Frequently asked questions
Should I start with microservices or a monolith on AWS?
Start with a monolith. Microservices add significant operational overhead: separate deployments, network calls between services, distributed tracing, independent databases. A well-structured monolith can handle significant load and is far easier to operate. Decompose into services only when a specific part of the system has different scaling requirements or when team coordination is genuinely blocked by coupling.
Does each microservice need its own database?
Yes, for true microservices. Each service should own its data and be the only service that writes to that data store. Other services that need that data should call the owning service via its API, not query the database directly. Shared databases recreate coupling and make independent deployments impossible in practice.
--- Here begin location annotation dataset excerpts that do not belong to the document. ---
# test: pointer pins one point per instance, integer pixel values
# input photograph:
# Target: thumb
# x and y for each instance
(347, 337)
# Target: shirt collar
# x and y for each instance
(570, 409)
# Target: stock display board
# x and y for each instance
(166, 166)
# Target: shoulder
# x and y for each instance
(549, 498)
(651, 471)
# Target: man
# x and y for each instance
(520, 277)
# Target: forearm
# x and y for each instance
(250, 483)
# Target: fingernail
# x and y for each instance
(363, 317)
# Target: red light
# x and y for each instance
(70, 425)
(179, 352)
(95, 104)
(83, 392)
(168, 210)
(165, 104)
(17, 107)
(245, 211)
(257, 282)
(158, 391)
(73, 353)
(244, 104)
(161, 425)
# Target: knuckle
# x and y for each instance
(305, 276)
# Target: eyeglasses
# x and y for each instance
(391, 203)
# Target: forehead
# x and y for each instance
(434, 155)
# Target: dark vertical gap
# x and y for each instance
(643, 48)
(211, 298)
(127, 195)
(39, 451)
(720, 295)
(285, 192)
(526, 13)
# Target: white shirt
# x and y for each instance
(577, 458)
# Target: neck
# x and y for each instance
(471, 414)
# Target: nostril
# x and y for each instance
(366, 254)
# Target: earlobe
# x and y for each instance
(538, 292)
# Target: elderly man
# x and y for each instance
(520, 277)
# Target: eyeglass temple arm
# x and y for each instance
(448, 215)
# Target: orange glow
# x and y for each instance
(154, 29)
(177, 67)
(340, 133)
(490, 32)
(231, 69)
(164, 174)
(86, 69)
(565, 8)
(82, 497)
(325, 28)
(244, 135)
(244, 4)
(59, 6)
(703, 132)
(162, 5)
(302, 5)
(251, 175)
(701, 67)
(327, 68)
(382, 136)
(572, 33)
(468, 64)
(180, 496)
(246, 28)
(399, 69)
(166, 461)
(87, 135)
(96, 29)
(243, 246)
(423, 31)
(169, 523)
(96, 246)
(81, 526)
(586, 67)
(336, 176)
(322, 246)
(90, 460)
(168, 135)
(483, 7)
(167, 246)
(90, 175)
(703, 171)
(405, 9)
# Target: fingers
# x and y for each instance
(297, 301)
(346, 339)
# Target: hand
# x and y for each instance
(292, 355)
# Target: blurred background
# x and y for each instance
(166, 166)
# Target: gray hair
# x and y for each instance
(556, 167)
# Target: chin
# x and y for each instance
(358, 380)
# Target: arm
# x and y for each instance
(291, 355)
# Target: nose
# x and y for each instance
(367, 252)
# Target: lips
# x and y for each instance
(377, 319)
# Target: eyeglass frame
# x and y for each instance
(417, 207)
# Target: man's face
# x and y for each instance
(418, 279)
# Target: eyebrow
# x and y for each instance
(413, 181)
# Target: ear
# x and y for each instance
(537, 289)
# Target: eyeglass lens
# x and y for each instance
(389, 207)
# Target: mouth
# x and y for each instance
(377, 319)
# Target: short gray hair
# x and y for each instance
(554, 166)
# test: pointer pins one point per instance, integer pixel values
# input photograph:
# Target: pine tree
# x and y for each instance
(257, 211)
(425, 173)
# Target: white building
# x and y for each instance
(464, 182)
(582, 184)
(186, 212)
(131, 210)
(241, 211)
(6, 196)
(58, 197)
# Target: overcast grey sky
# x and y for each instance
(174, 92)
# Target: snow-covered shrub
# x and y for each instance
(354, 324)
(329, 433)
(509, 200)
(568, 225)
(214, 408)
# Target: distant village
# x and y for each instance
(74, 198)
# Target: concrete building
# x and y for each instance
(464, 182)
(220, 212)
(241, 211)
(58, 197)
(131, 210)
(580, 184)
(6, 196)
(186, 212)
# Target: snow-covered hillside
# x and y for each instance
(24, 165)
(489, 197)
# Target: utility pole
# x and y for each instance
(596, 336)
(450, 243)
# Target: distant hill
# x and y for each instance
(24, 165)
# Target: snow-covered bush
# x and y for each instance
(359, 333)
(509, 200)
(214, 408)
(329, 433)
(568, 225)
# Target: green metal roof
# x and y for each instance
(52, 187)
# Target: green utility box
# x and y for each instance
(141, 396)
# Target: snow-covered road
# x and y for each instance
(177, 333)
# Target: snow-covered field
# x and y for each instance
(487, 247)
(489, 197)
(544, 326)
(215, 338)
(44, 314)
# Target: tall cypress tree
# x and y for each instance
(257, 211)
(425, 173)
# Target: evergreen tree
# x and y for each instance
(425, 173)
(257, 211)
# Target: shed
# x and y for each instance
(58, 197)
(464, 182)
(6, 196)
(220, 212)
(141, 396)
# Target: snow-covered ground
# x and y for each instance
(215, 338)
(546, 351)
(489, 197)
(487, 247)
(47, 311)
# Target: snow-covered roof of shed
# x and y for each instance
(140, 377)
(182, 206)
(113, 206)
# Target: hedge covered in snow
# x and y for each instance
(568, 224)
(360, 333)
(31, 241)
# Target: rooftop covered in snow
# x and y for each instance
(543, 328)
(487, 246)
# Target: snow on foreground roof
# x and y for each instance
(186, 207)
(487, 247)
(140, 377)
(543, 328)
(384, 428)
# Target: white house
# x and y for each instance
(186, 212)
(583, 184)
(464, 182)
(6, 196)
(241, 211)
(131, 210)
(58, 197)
What AWS service should I use to run microservices?
It depends on your use case. Lambda works well for event-driven or bursty services with short execution times. ECS/Fargate suits services with steady traffic or longer-running tasks. EKS makes sense if your team already knows Kubernetes. App Runner is the simplest option for containerised web services. For most small teams starting out, Lambda + API Gateway is the lowest-overhead starting point.
How do microservices communicate on AWS?
Synchronously via HTTP/HTTPS using API Gateway or an Application Load Balancer, or asynchronously via SQS queues or SNS topics. Synchronous calls are simpler but create coupling: if Service B is down, Service A fails too. Asynchronous messaging decouples services but adds latency and makes tracing harder. Use synchronous for user-facing requests that need an immediate result, and async for background work.
Are microservices cheaper than a monolith on AWS?
Not necessarily. Microservices can reduce cost for components with uneven scaling needs, since you scale only the parts that need it. But they also introduce more infrastructure: more API Gateways, more queues, more databases, more observability tooling. For small teams and early-stage products, a monolith on a single EC2 instance or ECS task is almost always cheaper to run and operate.